Keanekaragaman Genetik Fosil Hidup, Ikan Raja Laut “Coelacanth” - Morfologi ikan raja bahari (coelacanth) belum berubah secara fundamental semenjak masa devonian (sekitar 400 juta tahun lalu). Ikan ini dikenal sebagai fosil hidup yang bisa mengikuti keadaan secara genetik dengan lingkungan mereka. Hal ini dijelaskan oleh PD Dr. Kathrin Lampert dari Departemen Ekologi Hewan, Evolusi dan Keragaman Hayati bersama dengan rekannya dari Würzburg, Bremen, Kiel dan Dar es Salaam (Tanzania) dalam jurnal Current Biology. “Coelacanth sangat langka dan sangat terancam punah, dengan memahami keragaman genetik binatang ini sanggup membantu menciptakan sketsa pelestarian terhadap kepunahan mereka secara lebih efektif,” kata Dr. Kathrin.

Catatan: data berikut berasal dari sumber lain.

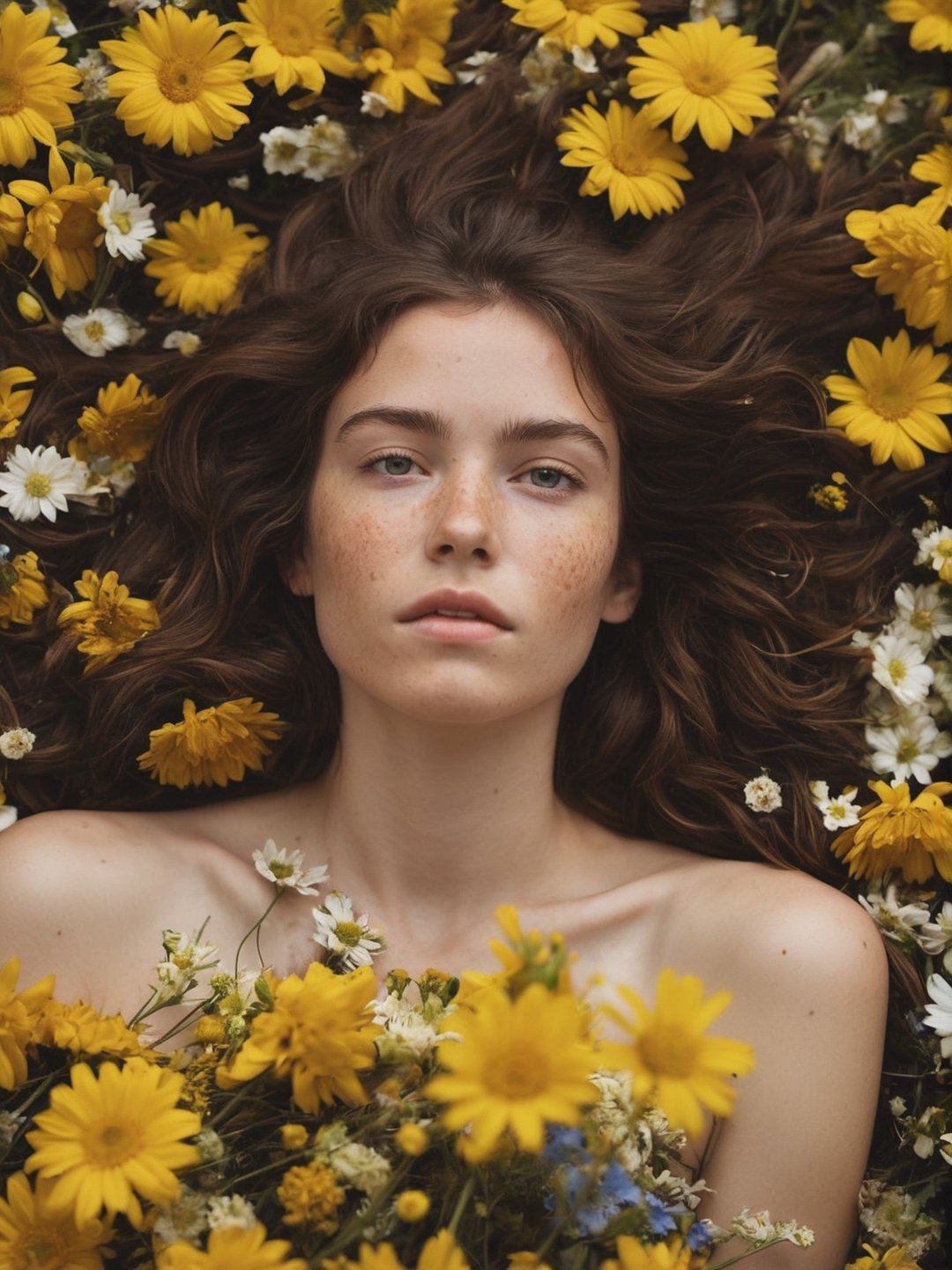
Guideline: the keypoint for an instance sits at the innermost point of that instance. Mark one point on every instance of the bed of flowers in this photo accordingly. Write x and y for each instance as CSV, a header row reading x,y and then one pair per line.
x,y
149,152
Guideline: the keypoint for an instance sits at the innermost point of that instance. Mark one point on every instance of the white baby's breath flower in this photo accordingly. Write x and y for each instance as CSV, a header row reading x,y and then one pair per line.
x,y
126,221
286,870
763,794
100,331
899,666
38,482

Populasi Coelacanth di Afrika
Studi genetik yang dilakukan sebelumnya hanya difokuskan terutama pada kekerabatan biologis antara ikan raja bahari (coelacanth) dengan ikan slamander (lungfish) dan kelompok vertebrata. Padahal, biar sanggup mengetahui apakah ikan ini masih bisa mengikuti keadaan dengan kondisi lingkungan baru, anda harus mengetahui keanekaragaman genetik diantara spesies ikan ini. Oleh alasannya yaitu itu, tim peneliti meneliti 71 spesimen ikan coelacanth dari banyak sekali kawasan di pantai timur Afrika. Para peneliti menganalisis penanda genetik dari inti sel dan mitokondria, yang merupakan “sumber kekuatan” sel.
Coelacanth, Latimeria chalumnae, dianggap telah punah, sampai Marjorie Courtenay-Latimer menemukan spesimen coelacanth hidup di bahtera nelayan pada tahun 1938. (Foto: zonaikankita.blogspot.com) |
Perbedaan Geografis Mempengaruhi Susunan Genetik
Data yang dikumpulkan para ilmuwan pada umumnya mengatakan keanekaragaman genetik yang rendah. Seperti telah diduga sebelumnya, evolusi ikan ini berjalan lamban. Namun demikian, contoh genetik tertentu hanya ditemukan di wilayah geografis tertentu. “Kami berasumsi bahwa coelacanth Afrika awalnya berasal dari sekitar Kepulauan Comoros, yang merupakan kawasan dengan populasi coelacanth terbesar,” terang Lampert. Sejak itu, beberapa populasi dikala ini telah hidup secara independen di Afrika Selatan dan Tanzania. Selain itu, ikan coelacanth yang ada di sekitar Kepulauan Comoros mempunyai dua kelompok genetika yang berbeda. “Kami telah bisa mengatakan bahwa meskipun tingkat evolusi mereka lambat, coelacanth terus berkembang dan juga bisa mengikuti keadaan dengan kondisi lingkungan baru,” kata peneliti RUB.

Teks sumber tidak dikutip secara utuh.